Mercedes gave a hint of how a Maybach GLS might be styled when it shared its Vision Mercedes-Maybach Ultimate Luxury concept last year at the Beijing auto show. That concept combined design elements of an SUV with a sedan. The interior featured high-end materials, such as ebony, white nappa leather seats and rose-gold diamond stitching.
GLS class
The series-production Maybach SUV will be based on the next-generation GLS class, which will include Mercedes’ new infotainment system and a new interior and go on sale in the U.S. this year. A GLS 450 model is expected with an inline-six engine, delivering 360-plus hp.
Bringing the Maybach brand to the new GLS “is pretty opportune,” Exler said. “And I think it’s a really, really good strategy. A fair amount of the population is doing well, so luxury sales will stay very strong. There is room for this subbrand.”

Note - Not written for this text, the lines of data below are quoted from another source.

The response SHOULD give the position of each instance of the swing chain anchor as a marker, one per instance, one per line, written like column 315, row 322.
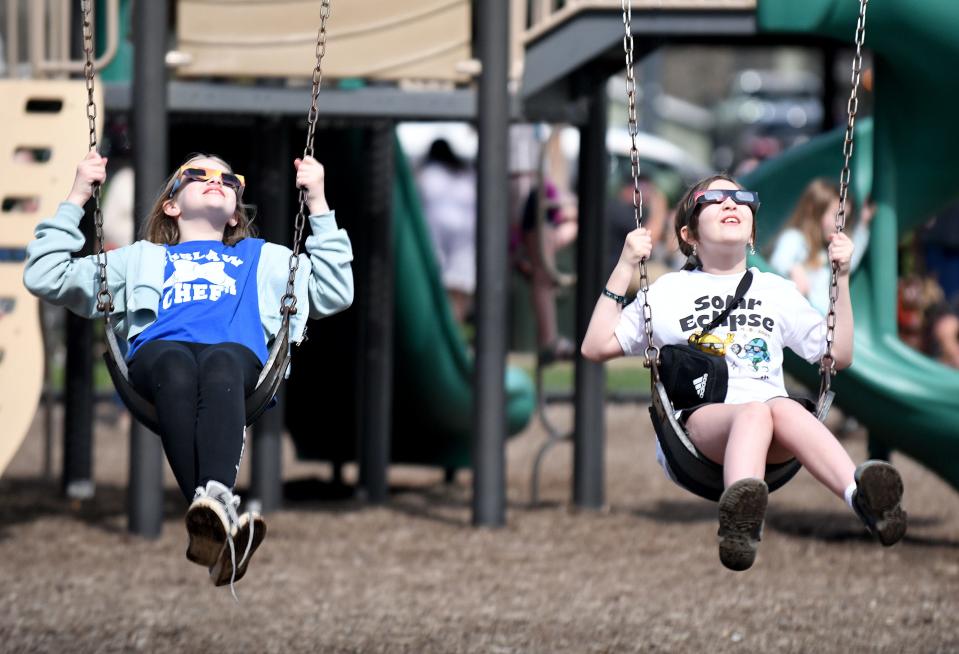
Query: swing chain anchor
column 288, row 302
column 104, row 296
column 651, row 353
column 852, row 107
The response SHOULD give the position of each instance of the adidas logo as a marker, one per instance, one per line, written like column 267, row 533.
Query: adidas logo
column 700, row 384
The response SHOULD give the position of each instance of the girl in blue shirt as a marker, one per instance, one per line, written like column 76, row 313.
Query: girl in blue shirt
column 197, row 300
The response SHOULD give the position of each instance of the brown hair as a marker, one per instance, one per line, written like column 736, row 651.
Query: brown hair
column 807, row 216
column 161, row 228
column 687, row 215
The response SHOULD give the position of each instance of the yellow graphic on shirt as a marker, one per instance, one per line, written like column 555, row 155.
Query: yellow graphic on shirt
column 710, row 344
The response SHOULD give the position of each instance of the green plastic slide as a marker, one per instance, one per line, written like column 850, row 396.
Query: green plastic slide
column 904, row 161
column 433, row 393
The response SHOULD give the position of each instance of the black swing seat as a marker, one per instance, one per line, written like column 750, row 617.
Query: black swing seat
column 256, row 402
column 689, row 466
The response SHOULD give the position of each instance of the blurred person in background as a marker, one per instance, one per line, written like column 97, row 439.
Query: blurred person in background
column 447, row 187
column 800, row 250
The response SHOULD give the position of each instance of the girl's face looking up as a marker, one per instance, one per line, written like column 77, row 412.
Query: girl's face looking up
column 209, row 200
column 726, row 223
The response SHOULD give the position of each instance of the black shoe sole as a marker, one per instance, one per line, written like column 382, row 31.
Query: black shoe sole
column 221, row 569
column 879, row 489
column 742, row 509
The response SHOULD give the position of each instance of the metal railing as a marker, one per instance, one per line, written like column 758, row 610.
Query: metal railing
column 546, row 14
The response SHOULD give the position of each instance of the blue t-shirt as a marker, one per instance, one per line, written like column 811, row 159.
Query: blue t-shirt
column 209, row 296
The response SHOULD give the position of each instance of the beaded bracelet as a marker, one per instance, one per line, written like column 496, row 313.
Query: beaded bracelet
column 618, row 299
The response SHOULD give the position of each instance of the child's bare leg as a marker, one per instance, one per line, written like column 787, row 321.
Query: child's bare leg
column 739, row 435
column 736, row 435
column 797, row 432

Maybach had been a 1930s-era brand. Daimler revived Maybach in the late 1990s as a standalone ultra-premium brand that shared parts with Mercedes-Benz cars. But met with sluggish sales, Daimler discontinued the Maybach brand in 2013, only to bring it back as a Mercedes-Benz subbrand a couple of years later.
Market in overdrive
It is still early in the rarefied world of $300,000 SUVs. But the competition is already intense. At least half a dozen brands are now competing in the space.
Two years ago, Bentley launched the Bentayga, kick-starting the trend of ultraluxury SUVs. Last year, Lamborghini launched its $200,000 Urus, while Rolls-Royce rolled out a $325,000 Cullinan. By the end of 2019, Aston Martin will have begun deliveries of the DBX, while Ferrari will wait until 2022 to launch its recently announced Purosangue. Even Bugatti has indicated it might develop an SUV.

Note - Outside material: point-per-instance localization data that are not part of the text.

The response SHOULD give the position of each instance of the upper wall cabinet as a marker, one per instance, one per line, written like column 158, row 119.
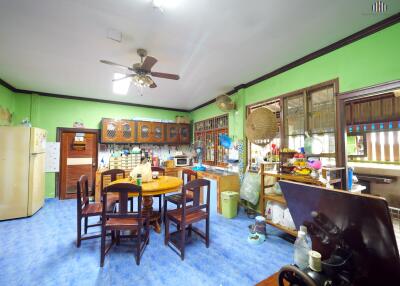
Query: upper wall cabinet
column 117, row 131
column 130, row 131
column 184, row 133
column 150, row 132
column 172, row 133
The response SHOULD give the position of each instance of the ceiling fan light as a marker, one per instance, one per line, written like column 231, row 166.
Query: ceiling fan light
column 121, row 86
column 158, row 4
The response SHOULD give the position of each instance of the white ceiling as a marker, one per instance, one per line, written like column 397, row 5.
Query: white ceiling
column 54, row 46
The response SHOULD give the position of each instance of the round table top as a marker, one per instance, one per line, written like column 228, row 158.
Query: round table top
column 162, row 185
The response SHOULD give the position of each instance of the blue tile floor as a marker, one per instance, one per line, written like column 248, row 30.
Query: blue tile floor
column 41, row 251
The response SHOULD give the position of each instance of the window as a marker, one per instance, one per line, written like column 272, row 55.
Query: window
column 256, row 153
column 311, row 112
column 306, row 112
column 373, row 129
column 207, row 132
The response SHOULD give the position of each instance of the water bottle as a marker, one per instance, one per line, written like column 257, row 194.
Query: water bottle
column 301, row 250
column 307, row 236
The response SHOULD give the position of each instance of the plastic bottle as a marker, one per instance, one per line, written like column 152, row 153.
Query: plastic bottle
column 301, row 250
column 307, row 237
column 139, row 179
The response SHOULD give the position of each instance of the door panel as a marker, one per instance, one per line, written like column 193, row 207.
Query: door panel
column 158, row 132
column 77, row 161
column 36, row 182
column 109, row 131
column 172, row 133
column 184, row 134
column 127, row 131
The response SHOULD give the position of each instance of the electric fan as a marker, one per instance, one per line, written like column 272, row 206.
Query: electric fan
column 198, row 148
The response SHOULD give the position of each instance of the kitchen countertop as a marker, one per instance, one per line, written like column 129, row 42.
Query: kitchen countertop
column 376, row 169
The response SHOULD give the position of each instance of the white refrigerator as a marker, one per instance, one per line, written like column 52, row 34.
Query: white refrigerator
column 22, row 171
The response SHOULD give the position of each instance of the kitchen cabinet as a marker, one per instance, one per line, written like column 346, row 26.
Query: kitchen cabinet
column 184, row 133
column 157, row 132
column 150, row 132
column 207, row 132
column 117, row 131
column 145, row 132
column 172, row 133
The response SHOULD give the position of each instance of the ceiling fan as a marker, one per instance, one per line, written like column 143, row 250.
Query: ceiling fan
column 141, row 72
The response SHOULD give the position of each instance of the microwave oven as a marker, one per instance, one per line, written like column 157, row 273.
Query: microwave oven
column 181, row 161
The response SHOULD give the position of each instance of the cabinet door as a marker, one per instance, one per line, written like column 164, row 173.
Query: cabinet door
column 144, row 132
column 172, row 133
column 109, row 132
column 126, row 131
column 157, row 132
column 184, row 134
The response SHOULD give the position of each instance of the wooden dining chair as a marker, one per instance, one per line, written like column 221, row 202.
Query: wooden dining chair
column 161, row 171
column 187, row 215
column 110, row 176
column 177, row 199
column 136, row 223
column 85, row 209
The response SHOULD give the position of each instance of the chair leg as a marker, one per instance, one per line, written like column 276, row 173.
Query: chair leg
column 208, row 232
column 190, row 230
column 165, row 207
column 138, row 244
column 103, row 246
column 160, row 208
column 86, row 224
column 166, row 235
column 118, row 240
column 79, row 231
column 178, row 226
column 183, row 235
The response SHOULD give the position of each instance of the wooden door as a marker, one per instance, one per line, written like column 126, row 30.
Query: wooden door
column 144, row 132
column 184, row 134
column 172, row 133
column 78, row 157
column 157, row 132
column 109, row 131
column 126, row 131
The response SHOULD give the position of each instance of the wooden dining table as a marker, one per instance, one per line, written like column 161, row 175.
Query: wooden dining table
column 162, row 185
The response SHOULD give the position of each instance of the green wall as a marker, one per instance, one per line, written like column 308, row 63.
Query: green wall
column 371, row 60
column 50, row 112
column 7, row 99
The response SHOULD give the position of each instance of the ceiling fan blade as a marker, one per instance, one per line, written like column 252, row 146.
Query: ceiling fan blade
column 148, row 63
column 165, row 75
column 115, row 64
column 129, row 75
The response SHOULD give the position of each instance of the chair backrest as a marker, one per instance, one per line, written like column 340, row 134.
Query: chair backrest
column 189, row 175
column 195, row 187
column 82, row 191
column 160, row 170
column 123, row 190
column 113, row 174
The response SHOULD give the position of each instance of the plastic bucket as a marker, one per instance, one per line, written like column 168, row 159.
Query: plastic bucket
column 229, row 203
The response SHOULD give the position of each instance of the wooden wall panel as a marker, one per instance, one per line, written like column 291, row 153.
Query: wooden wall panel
column 369, row 146
column 387, row 109
column 396, row 146
column 386, row 148
column 375, row 111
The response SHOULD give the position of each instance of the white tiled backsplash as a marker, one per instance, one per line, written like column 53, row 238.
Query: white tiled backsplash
column 164, row 152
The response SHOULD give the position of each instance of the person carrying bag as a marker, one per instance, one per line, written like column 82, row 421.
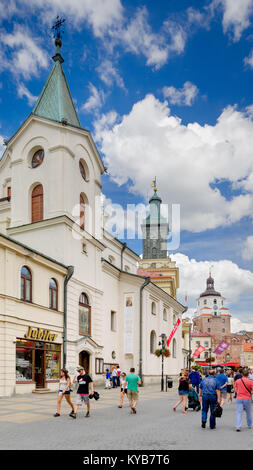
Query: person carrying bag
column 243, row 388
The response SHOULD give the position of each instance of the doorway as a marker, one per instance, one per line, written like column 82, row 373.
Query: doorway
column 39, row 368
column 84, row 360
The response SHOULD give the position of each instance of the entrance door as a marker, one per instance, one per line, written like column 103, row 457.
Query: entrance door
column 39, row 368
column 84, row 360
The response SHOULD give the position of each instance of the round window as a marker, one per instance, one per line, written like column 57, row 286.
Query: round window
column 82, row 170
column 38, row 158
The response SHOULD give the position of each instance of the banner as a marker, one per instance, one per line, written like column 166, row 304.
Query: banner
column 199, row 351
column 173, row 331
column 221, row 348
column 128, row 323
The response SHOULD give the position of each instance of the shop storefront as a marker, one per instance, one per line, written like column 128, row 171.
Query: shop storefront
column 38, row 358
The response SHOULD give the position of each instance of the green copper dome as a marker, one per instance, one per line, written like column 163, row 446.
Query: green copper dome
column 55, row 101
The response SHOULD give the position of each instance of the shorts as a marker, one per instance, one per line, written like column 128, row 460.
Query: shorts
column 80, row 399
column 132, row 395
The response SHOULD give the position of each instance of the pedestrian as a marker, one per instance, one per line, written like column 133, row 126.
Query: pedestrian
column 133, row 380
column 82, row 395
column 108, row 379
column 209, row 395
column 118, row 376
column 230, row 386
column 123, row 388
column 244, row 388
column 222, row 381
column 64, row 390
column 195, row 379
column 183, row 391
column 114, row 378
column 237, row 376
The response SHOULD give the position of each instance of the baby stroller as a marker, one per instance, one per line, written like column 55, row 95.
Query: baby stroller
column 193, row 400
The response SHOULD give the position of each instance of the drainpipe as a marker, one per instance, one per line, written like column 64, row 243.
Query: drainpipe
column 66, row 280
column 147, row 281
column 122, row 251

Lamborghini, known for two-door exotics such as the Countach, Diablo and Murcielago, expects the Urus to double the brand’s global sales to 7,000 vehicles in 2019.

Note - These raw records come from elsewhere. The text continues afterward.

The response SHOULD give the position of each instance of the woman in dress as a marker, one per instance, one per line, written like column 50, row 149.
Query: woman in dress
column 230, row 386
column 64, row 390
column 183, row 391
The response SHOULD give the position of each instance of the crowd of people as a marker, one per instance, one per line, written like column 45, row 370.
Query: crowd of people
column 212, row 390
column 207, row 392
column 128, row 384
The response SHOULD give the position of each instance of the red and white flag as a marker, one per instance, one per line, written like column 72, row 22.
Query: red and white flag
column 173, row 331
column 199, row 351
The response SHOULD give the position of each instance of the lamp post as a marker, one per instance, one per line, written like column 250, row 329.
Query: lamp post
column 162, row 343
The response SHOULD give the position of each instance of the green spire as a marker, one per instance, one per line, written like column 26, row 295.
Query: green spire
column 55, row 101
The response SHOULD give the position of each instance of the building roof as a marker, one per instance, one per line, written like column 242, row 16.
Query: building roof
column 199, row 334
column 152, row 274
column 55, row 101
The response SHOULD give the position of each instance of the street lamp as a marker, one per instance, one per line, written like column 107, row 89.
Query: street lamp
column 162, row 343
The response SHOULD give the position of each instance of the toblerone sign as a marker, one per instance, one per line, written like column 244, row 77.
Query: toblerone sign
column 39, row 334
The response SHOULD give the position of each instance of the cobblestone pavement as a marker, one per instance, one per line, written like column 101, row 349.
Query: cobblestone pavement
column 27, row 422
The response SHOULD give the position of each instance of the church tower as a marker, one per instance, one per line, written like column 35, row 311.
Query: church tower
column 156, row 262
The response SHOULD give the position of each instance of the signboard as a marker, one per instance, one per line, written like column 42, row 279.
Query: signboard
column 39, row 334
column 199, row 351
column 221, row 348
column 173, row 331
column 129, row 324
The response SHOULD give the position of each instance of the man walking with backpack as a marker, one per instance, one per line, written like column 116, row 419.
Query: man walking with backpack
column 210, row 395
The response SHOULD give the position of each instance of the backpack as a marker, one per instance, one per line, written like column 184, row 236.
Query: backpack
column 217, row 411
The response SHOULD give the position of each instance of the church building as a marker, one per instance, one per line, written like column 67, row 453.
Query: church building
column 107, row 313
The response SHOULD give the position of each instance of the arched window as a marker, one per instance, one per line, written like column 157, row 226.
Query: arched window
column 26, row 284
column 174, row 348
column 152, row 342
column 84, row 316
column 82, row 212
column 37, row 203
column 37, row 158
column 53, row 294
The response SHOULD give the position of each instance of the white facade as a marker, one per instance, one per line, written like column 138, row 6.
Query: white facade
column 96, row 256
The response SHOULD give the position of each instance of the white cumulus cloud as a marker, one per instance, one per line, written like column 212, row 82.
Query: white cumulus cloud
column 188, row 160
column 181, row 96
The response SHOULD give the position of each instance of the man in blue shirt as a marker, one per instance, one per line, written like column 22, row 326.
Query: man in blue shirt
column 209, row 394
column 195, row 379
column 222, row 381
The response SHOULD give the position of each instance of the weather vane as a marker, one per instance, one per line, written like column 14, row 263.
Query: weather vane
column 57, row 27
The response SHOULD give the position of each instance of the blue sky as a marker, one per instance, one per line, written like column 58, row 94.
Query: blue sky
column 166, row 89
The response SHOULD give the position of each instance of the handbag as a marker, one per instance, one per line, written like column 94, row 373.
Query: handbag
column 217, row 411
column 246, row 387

The Cullinan’s arrival in showrooms late last year quickly translated into an order bank that’s full through July and has pushed Rolls-Royce to capacity at its production plant in Goodwood, England.
“I would like to have a little bit more supply,” said Martin Fritsches, CEO of Rolls-Royce Motor Cars Americas. “And I don’t get it because we are running on 100% of production capacity, increasing the production capacity throughout the weeks and months, but still not being able to catch up to demand.”